Lorca´s painting style is best described as surrealist chaos by mixing realist figures and oversized animals painted with jewel tones and pop colours. The outcome is reminiscent of Caravaggio and the old masters; chaotic scenes with ethereal facial expressions create an intense feeling of escapism to a different realm. I spoke to Lorca to find out more about his works.

Guillermo Lorca by Diego Fontecilla CorreaImage credits:  @bydiegofc

Guillermo Lorca by Diego Fontecilla Correa

Image credits:  @bydiegofc

  • Tell us a bit about your work - how did you come to be an artist?

Guillermo Lorca: I never stopped being an artist. I had the brushes and pencils since I was able to have memories. The rest was simply losing the fear of doing a career of this type.

  • Where do you find inspiration?

Guillermo Lorca: Almost everywhere, I am always attentive to an image that may fit into a painting, it is something that I do in an unconscious way and that never stops.


What do the animals, natural elements and children symbolise in your paintings?

Guillermo Lorca: They are symbols of internal drives that interact with each other.  It is difficult for me to define what each of them means since they come from sensations that I have at some point in my life.  They are linked to memories from my childhood.

  • Some of your work has a chaotic element while others feel soothing to look at, how do you want the viewer to feel when seeing your work?

Guillermo Lorca: I am interested that the interlocutor is appealed to by the characters, feels observed, does not pass them unnoticed. But what each person is going to feel with the paintings is a personal matter of each person, at that point my art doesn’t belong to me anymore.

 
Sade and the cat (2015-16) oil on canvas, 190 x 145 cm

Sade and the cat (2015-16) oil on canvas, 190 x 145 cm

  • Can you tell us more about the surrealist parts, like the pink monkeys and oversized cats, for example. How did you think up these ideas?

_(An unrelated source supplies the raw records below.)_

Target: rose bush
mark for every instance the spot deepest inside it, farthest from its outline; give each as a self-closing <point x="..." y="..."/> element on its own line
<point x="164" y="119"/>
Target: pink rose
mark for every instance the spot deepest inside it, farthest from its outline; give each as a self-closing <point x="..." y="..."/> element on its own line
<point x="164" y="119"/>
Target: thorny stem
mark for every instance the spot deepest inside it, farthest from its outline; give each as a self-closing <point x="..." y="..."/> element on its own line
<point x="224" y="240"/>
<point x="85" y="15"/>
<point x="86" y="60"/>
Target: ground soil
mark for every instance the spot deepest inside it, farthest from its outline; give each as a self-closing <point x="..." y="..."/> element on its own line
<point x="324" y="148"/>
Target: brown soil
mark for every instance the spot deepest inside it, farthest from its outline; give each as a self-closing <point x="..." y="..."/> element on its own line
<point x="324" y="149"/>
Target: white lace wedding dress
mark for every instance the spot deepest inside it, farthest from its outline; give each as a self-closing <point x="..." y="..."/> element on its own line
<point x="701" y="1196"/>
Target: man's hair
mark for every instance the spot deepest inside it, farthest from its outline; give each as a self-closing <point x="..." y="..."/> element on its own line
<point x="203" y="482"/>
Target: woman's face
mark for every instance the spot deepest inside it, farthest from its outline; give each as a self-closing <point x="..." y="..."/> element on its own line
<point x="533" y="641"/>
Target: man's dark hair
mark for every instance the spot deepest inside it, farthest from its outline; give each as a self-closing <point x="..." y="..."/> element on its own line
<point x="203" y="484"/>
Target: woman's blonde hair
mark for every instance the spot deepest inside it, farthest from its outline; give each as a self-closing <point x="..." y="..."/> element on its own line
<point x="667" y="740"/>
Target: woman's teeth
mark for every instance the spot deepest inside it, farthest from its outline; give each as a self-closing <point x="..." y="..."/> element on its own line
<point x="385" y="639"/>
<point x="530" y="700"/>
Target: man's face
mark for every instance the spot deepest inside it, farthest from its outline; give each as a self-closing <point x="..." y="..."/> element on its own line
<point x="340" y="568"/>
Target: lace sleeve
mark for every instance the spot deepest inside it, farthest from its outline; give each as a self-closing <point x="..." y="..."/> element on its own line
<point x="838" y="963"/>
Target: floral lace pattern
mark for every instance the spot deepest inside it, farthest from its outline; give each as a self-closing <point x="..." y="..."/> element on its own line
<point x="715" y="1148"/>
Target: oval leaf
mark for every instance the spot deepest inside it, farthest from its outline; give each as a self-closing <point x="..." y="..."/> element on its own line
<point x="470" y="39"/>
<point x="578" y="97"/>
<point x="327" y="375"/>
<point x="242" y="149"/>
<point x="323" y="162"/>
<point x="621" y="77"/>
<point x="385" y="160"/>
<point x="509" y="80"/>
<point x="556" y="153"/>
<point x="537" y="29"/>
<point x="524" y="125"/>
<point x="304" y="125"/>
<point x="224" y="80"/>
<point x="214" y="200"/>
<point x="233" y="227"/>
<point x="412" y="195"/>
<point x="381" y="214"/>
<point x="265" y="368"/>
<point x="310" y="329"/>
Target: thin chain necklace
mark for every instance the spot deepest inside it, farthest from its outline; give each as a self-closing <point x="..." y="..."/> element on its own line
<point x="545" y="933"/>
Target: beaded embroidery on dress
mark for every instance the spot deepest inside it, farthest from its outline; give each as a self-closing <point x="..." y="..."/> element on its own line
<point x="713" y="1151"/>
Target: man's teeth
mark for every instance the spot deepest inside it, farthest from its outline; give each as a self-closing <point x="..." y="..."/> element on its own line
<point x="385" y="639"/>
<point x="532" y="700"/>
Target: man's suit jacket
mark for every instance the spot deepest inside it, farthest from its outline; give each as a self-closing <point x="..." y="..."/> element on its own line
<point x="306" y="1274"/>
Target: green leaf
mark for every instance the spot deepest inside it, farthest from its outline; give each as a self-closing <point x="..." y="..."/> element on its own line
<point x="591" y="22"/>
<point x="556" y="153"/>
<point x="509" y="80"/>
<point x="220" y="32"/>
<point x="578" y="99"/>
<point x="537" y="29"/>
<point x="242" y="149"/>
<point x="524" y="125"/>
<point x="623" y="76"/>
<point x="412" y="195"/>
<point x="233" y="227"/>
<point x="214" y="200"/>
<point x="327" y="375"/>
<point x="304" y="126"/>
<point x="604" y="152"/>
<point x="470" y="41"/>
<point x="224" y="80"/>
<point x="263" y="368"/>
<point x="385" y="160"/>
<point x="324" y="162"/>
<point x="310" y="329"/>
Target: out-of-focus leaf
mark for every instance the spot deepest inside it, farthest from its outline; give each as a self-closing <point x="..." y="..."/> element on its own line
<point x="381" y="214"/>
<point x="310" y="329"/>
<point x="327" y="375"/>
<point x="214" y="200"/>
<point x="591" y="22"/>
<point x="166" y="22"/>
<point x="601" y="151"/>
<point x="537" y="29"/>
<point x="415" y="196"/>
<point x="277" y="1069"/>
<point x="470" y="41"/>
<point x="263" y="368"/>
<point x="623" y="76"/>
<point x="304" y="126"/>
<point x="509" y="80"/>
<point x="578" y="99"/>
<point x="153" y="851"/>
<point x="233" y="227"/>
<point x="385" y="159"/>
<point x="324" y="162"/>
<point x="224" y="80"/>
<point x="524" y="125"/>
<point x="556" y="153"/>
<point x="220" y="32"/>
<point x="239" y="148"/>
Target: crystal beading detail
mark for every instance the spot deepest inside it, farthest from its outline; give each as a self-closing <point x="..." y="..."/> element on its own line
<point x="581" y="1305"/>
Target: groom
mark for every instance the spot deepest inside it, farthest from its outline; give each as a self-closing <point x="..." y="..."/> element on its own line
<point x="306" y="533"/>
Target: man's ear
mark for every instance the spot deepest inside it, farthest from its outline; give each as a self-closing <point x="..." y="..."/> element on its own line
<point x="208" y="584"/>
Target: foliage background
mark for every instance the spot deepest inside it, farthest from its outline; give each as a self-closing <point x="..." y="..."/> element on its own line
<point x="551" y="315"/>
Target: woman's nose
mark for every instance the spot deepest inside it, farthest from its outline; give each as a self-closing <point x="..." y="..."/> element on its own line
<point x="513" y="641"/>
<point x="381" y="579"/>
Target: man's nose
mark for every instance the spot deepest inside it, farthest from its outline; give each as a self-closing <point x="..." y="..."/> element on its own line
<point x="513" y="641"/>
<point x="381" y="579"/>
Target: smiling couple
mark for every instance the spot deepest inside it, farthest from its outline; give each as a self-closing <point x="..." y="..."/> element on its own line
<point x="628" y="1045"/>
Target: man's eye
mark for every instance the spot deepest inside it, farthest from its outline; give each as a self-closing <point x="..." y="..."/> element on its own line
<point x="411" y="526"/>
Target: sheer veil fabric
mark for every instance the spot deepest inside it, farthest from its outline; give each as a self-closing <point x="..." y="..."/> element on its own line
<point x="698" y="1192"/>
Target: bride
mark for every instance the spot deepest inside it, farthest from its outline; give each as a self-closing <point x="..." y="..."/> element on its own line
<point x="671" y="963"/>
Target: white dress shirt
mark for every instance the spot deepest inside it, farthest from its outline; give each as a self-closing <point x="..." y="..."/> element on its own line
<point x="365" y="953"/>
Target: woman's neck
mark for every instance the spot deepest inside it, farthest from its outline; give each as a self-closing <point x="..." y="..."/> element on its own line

Guillermo Lorca: They usually come to me after certain mental exercises, sometimes for symbolic reasons, sometimes for technical reasons. For example, pink monkeys, what came to my mind spontaneously was the colour, not the animal. But after a while, I related it to an image I had taken in a zoo, and it seemed to me that they worked well together.

  • What do you love most about what you create?

Guillermo Lorca: The very act of playing with the imagination to create something that is really intense and exciting. Besides that, they fill me a lot personally.

 
The Landing (2019) oil on canvas 140 x 110 cm

The Landing (2019) oil on canvas 140 x 110 cm

  • Some of the original techniques of the great masters such as Rembrandt and Caravaggio are prevalent in your work. When did you learn you could create these particular skills?

Guillermo Lorca: Mostly seeing books. I remember I had a really good book many years ago, with a close-up of Velazquez, which was amazing. I also spent a season many years ago with the master Odd Nerdrum in Norway.

  • What would you say is the intention of your work?

Guillermo Lorca: It’s my diary from my unconscious, I want to leave a legacy that by seeing the paintings all together, people can talk about who or what I really was.

  • What's next for you?

Guillermo Lorca: For now, it’s a surprise, but I will be notifying the news on my social networks soon.